Posted by: howard | May 24, 2007 12:29 AM
roger, the thing that freaks me out is that the Democrats couldn't even muster a majority to say that Bush should be required - as if he weren't already - to seek a declaration of war before doing anything against Iran (or *something* along those lines; whatever it was made me think they *really* don't get it).
Yeah, that doesn't look like handwriting on the wall, at *all*...
Posted by: Chris | May 24, 2007 9:42 AM
Hey, Howard, I tried to give your argument some respect in my second post. You, on the other hand, continue to argue via a tone of voice. You were THERE during the Vietnam years. Wow. You and your buddies, battling it out for peace, eh? I'm just so in awe.
As for counting, who gives a damn? I can count, and so far, there is no way Bush gets any funding bill without the cooperation of the Dems. That is, the Dems could do nothing and Bill Nelson, Joe Lieberman et al can do nothing about that.

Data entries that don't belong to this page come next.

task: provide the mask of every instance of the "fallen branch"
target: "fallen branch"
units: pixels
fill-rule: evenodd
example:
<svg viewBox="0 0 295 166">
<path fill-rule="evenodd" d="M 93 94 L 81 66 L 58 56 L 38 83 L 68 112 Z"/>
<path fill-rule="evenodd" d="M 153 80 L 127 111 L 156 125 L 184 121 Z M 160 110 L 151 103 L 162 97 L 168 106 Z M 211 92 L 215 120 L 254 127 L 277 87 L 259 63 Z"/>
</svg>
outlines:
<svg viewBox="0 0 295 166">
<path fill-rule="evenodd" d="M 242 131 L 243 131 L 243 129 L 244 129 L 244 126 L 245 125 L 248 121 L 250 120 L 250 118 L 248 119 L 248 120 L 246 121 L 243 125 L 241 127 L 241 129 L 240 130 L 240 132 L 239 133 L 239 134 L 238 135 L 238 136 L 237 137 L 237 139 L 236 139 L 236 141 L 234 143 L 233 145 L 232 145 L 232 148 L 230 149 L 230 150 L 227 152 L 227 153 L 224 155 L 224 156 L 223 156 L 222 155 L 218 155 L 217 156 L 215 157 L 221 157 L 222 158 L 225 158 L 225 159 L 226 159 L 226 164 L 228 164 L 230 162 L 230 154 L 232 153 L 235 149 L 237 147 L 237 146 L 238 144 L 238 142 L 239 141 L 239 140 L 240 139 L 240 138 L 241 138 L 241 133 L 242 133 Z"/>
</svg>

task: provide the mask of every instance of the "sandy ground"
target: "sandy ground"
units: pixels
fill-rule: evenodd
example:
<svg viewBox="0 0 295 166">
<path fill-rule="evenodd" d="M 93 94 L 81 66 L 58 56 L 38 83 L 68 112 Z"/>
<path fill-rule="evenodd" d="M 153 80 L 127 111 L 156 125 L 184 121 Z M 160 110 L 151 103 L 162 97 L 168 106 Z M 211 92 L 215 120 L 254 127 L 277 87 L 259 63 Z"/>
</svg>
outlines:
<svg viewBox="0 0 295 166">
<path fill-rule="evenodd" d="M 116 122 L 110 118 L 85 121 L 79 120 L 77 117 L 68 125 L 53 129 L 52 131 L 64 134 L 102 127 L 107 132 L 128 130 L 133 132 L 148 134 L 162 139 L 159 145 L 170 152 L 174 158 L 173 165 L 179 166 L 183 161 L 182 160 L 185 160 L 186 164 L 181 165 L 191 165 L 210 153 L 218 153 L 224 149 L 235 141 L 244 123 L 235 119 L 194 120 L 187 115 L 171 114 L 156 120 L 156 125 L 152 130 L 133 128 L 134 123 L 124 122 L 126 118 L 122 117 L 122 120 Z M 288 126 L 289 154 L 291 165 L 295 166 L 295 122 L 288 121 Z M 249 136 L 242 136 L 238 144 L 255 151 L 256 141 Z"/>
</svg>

You seemingly don't understand my argument - I'll be charitable here - so let us spell it out once again. The Democrats can't play a strategy of refusing to fund the war strictly in Washington D.C. They have the popular side on this, but of course they have to push their own full court press - which I haven't noticed them doing, have you, during these weeks of 'negotiation' - to capitalize on taking the popular side. In other words, there is no rush to legislate. There is no rush to fund. Bush has vetoed funding. Period. It is easy: Bush has vetoed the funding of the troops. Bush is not living up to his responsibility to fund the troops. It is pretty easy to put this into one sentence. The idea that the American people are secretly still behind the war, so that we have to finesse the end of it o so gently in D.C., is crap. The numbers that count, here, are the numbers that tell us that the GOP faces a meltdown if they tie themselves to closely to the President. And that argument is reinforced by news from Iraq, pouring in every day. Your scenario ignores this. And you have compounded that omission by, treating this as something that is merely happening in D.C. It isn't. Thinking in the D.C. bubble is going to destroy the Dems, if they indulge in it. This is an issue effecting the whole country, and one that, moreover, is very sensitive to what is happening in Iraq at the present time. Those two factors subvert your whole argument. More than that, the Dems are going to be punished, by the number, if they so radically fail to fulfill their promises. The woulda coulda shoulda argument is not going to elect a single new Dem.